とはいえ、さすがに、今年になっていきなり500人を大きく上回ってくるということは、あまり考えにくいでしょう。他方で、平成27年以降の高めの採点傾向は、考査委員が得点分布の目安を守るようになったためだと考える(「平成29年予備試験論文式試験の結果について(2)」)と、この傾向は今後も続きそうだ。すなわち、基準(1)が適用されて合格者数が400人未満となる可能性は、低いといえます。そこで、今年の合格者数としては、概ね以下の3つのケースを考えておけばよさそうです。

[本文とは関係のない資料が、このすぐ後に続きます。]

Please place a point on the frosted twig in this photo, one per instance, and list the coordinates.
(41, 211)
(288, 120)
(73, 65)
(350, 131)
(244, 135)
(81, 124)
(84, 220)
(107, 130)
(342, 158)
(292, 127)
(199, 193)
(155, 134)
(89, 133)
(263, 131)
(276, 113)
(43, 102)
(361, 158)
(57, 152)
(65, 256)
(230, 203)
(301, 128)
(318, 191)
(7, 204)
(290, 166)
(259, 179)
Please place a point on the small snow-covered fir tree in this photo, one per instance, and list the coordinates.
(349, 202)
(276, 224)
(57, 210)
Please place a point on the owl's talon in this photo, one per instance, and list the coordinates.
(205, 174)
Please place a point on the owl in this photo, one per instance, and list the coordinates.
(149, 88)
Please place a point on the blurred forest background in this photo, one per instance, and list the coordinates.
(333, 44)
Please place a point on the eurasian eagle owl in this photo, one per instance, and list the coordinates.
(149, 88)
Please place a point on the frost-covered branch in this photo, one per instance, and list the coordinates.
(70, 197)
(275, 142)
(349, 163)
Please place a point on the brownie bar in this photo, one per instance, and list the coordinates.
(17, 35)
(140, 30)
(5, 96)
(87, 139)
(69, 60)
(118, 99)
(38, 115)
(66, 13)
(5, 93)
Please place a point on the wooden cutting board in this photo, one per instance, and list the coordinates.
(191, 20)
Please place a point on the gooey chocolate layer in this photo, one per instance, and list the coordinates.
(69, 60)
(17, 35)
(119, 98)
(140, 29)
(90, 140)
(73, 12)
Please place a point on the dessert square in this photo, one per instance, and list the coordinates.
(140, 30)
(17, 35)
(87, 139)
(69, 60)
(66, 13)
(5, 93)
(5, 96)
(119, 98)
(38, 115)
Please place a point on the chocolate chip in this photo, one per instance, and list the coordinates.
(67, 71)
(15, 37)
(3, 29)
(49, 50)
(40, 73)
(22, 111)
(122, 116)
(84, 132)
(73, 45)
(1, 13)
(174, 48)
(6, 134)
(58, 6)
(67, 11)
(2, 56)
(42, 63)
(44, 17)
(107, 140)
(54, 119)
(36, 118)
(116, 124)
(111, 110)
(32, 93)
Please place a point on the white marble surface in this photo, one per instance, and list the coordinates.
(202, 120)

① 基準(2)が適用されて、合格者数は410人くらいになる。
② 基準(3)が適用されて、合格者数は460人くらいになる。
③ 基準(3)が適用されて、合格者数は510人くらいになる。
上記①から③までのそれぞれの場合の論文式試験の論文受験者(≒短答合格者)ベースの合格率を試算すると、以下のようになります。
① 410÷2100≒19.5%
② 460÷2100≒21.9%
③ 510÷2100≒24.2%
過去の数字と比べてみましょう。
年 (平成) |
論文 受験者数 |
論文 合格者数 |
論文合格率 |
23 | 1301 | 123 | 9.4% |
24 | 1643 | 233 | 14.1% |
25 | 1932 | 381 | 19.7% |
26 | 1913 | 392 | 20.4% |
27 | 2209 | 428 | 19.3% |
28 | 2327 | 429 | 18.4% |
29 | 2200 | 469 | 21.3% |
30 | 2100? | 410? | 19.5%? |
460? | 21.9%? | ||
510? | 24.2%? |
①であれば、概ね平成25年、平成27年と同じくらい。②であれば、概ね昨年と同じくらい。③になると、これまでで最も受かりやすい論文になる、ということがわかります。もっとも、ここで注意したいのは、短答と論文の合格率のバランスです。仮に、法務省が③の場合を想定していたとしましょう。この場合、短答は厳しいのに、論文はかなり易しくなる。これを避けようとするなら、短答の合格者数をもう少し増やそうと考えるでしょう。短答式試験における「2000人基準」を、「2500人基準」くらいに緩和してくるかもしれない。仮に、「2500人基準」が採用されて2600人くらいが短答に合格すると、以下のとおり、短答合格者ベースの論文合格率は概ね19.6%となり、これは上記の①と同じくらいの穏当な数字です。
510÷2600≒19.6%
とはいえ、実際に③のようになるか否かは、論文を採点してみて初めてわかることです。ですから、今年の段階で、法務省がそこまで先読みするかというと、可能性としてはちょっと低いかな、と感じます。これが、今年の結果が出て、合格者が500人を超えてきたなら、その実績を踏まえて、来年は短答をもう少し緩和する、ということになりやすいでしょう。したがって、今年は、短答は厳しめ、論文は例年どおりか、それより易しめになる可能性が高い、と思っておけばよいのだろうと思います。